Para fins do meu próprio entendimento, elegi duas características para classificar um filme no gênero “terror”: suspense e sobrenatural. Pode haver suspense sem sobrenatural e sobrenatural sem suspense. Trata-se de um critério meu apenas. E nesse sentido, “Corra” é um filme de suspense. De forma alguma a falta do elemento sobrenatural reduz a qualidade do enredo. O diretor e roteirista do filme é o negro Jordan Peele, com pouca experiência no cinema. Ele é mais conhecido na televisão. Pode-se dizer que estreia no cinema com o pé direito, ao conceber e dirigir “Corra”.
A leitura do primeiro plano do filme assusta. A loura Rose Armitage (Allison Williams) namora o negro Chris Washington (Daniel Kaluuya). Ela o convida a conhecer seus pais, que moram numa casa de campo. Ele hesita, pois teme a reação dos pais brancos da namorada. Sem problemas, ela o tranquiliza. Seus pais não são racistas. O pai votaria em Obama se fosse possível uma segunda reeleição. Chris cede e acompanha a namorada. Os sinais de perigo começam já no início do filme. Não se tem ideia quanto à natureza deste perigo: sequestro de negros? Atropelamento de cervos? Morte da mãe de Chris por atropelamento?

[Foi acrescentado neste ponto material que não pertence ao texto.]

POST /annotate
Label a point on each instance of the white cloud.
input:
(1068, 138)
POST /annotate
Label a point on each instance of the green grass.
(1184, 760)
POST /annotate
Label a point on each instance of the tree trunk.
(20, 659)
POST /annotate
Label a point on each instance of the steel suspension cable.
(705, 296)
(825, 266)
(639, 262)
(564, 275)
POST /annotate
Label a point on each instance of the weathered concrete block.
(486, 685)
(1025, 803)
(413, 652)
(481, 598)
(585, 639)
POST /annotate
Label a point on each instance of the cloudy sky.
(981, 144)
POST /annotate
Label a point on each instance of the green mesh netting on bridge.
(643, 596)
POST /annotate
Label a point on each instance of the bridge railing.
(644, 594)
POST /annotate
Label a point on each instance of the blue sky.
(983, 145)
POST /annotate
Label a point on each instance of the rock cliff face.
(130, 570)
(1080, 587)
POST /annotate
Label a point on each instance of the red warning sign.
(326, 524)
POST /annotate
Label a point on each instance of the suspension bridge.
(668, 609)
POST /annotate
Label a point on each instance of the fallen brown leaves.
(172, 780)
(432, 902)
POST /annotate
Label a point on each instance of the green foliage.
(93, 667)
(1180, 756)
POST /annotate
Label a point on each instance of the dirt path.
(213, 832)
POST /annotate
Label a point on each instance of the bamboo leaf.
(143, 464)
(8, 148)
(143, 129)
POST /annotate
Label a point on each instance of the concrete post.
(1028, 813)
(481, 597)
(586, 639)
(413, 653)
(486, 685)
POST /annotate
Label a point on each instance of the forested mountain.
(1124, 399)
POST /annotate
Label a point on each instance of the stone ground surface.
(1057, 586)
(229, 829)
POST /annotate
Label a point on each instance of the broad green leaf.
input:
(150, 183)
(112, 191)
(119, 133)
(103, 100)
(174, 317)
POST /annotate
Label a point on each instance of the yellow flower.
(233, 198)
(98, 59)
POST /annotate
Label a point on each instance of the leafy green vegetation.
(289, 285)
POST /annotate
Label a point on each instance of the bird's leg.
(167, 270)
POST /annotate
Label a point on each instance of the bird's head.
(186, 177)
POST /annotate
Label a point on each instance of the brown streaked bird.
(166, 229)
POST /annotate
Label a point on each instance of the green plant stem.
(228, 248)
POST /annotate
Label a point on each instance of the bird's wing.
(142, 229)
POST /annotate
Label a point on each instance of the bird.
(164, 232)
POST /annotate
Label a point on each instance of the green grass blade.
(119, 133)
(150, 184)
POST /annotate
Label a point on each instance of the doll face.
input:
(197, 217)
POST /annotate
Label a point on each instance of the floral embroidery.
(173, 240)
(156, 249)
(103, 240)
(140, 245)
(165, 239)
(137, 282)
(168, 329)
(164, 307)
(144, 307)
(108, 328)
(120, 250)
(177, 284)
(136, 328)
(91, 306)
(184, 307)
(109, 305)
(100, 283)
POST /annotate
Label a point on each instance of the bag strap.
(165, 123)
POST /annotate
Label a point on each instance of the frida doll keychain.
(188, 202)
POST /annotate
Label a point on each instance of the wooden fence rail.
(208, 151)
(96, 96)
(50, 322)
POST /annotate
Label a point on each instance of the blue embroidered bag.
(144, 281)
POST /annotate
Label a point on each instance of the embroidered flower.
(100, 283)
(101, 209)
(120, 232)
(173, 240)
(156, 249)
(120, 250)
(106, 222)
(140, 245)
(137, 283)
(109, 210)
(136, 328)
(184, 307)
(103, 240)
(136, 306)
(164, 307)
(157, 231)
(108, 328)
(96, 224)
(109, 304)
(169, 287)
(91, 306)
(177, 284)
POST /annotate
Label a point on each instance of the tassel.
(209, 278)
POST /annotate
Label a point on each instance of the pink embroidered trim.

Na mansão dos pais da moça, coisas estranhas começam a acontecer. O casal de empregados é negro. Ela e ele se comportam como zumbis. O irmão da namorada é alcoólatra. Os pais promovem uma festa a que comparecem brancos ricos, todos eles aceitando perfeitamente o namoro entre uma branca e um negro. À festa, comparece um negro casado com uma mulher branca bem mais velha. Estranho, tudo muito estranho. Missy Armitage (Catherine Keener), a mãe, hipnotiza Chris para que ele abandone o cigarro, apenas com o movimento de uma colher numa xícara de chá. Ele nunca mais será o mesmo.
Na festa, Chis é examinado como um belo animal. As revelações começam a ser feitas. Passa-se, então, para a explicitação de uma grande metáfora ou fábula. Um convidado diz: “negro está na moda”. O não dito é: “mas não deve. Lugar de negro não é aqui, entre brancos. Negro nasceu para ser serviçal. Tiramos dele o que há de melhor e o reduzimos à sua condição inferior”. Estamos diante da Ku-Klux-Klan modernizada. Não é mais necessário matar totalmente os negros. Basta matá-los parcialmente. Seus órgãos e seu trabalho interessam aos brancos.
Toda moda do politicamente correto é uma fina camada de verniz que esconde o racismo ainda existente. O que Peele parece pretender é remover este verniz e mostrar que, por baixo dele, o preconceito continua existindo nos Estados Unidos, apesar de um esforço em sentido contrário pelos progressistas brancos. A mensagem vale para outros países.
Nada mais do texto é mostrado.